The next phase was a lull while a new strategy was implemented under Chitepo’s leadership, and the third and decisive phase based on political mobilisation of the population was launched in the north-east of the country on December 21, 1972.

Seven years later to the day – on December 21, 1979 – a peace agreement was signed after negotiations in London, democratic elections were held in February 1980, and independence won on April 18, 1980.

Herbert Chitepo was a tireless worker and leader who devoted his life to achieving this goal, and ultimately died for it.

He was known as a strategic thinker and a gifted orator, and when he addressed the Sixth Pan-African Congress in Dar es Salaam in 1974, he proposed a global strategy against imperialism.

“By cutting off the tentacles of imperialism to the periphery we will deprive the white working class in capitalist countries of their high standards of living they have enjoyed because of the super profits that the multi-national corporations reaped in under-developed countries.

“It is only when the exploited working class of both black and white realise that they have a common enemy, a common oppressor and a common exploiter that they will unite and jointly seek to overthrow the capitalist system.

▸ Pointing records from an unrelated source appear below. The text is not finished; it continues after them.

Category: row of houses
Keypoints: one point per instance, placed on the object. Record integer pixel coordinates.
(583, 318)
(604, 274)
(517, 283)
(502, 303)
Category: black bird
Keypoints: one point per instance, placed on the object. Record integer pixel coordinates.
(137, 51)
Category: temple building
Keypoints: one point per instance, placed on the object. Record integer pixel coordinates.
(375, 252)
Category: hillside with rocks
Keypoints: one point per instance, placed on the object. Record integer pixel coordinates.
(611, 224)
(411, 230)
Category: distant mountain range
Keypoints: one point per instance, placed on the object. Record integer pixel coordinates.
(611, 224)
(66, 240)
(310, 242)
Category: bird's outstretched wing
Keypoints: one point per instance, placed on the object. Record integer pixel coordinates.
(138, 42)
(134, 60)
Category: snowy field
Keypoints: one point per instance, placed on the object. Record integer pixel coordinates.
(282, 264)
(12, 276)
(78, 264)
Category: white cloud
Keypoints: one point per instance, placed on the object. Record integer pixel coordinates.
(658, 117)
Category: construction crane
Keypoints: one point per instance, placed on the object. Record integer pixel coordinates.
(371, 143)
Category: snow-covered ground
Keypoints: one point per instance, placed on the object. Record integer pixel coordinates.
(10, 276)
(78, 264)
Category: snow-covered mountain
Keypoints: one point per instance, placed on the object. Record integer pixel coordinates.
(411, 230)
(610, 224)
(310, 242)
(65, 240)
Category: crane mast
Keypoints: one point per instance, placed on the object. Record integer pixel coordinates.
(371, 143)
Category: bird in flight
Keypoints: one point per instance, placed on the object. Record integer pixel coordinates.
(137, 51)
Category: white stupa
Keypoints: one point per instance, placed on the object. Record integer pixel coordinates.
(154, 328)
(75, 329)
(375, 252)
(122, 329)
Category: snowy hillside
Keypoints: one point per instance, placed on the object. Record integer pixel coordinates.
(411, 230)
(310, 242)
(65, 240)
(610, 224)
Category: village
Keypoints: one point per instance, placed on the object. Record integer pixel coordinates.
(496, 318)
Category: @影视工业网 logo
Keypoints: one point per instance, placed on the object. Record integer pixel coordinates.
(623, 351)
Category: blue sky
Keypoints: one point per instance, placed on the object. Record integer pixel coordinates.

This is our global strategy against capitalism, racism and imperialism.”

Such activities and speeches did not endear Chitepo to the Rhodesian regime, or the West; nor did his role in the formulation of Zanu’s military strategy in the 1970s.

Chitepo’s fiery language and the fact that he was the front man enunciating radical party policy inevitably made him a target for assassination by the Rhodesian regime.

Just after 8am on March 18, 1975 an explosion shattered the morning routine in Chilenje South and echoed across the southern suburbs of Lusaka, the capital city of Zambia, headquarters of the liberation movements fighting against colonial or minority administrations in Southern Africa.

A pall of smoke and dust in the early morning sunlight cast grey shadows across the drive at 150 Muramba Road, shrouding the mangled remains of a pale blue Volkswagen.

In the wreckage lay the body of Herbert Chitepo (51), National Chairman of Zanu and leader of Dare re Chimurenga, the war council that was directing the infiltration of guerillas into Southern Rhodesia.

In 1985, 10 years after Chitepo’s death and five years after his goal of independence had been achieved, came the first revelation of the facts surrounding his assassination by the Rhodesian regime.

Brigadier Dudley Coventry, who was still serving in the new Zimbabwe military and training the Special Forces, made another contribution to healing the wounds of the past when he provided the names of the late Chuck Hind and Ian Sutherland (by then relocated from Zambia to South Africa) and other details to two well-known journalists, the first link in a chain to others and a meticulous piecing together of details.

Sifting fact from rumour, bias and folklore; seeking information from those who did not want to talk as well as those who would; and testing the delicate balance of racial reconciliation, in the belief that only the truth could begin the process of healing, this story was told by my late husband, David Martin, and myself in our 1985 book, “The Chitepo Assassination”.

Parts of that book were borrowed almost verbatim by Peter Stiff in revising his own book, as revealed in his interview last week with The Sunday Mail, now 40 years after the death of the national hero, Herbert Wiltshire Tapfumaneyi Chitepo.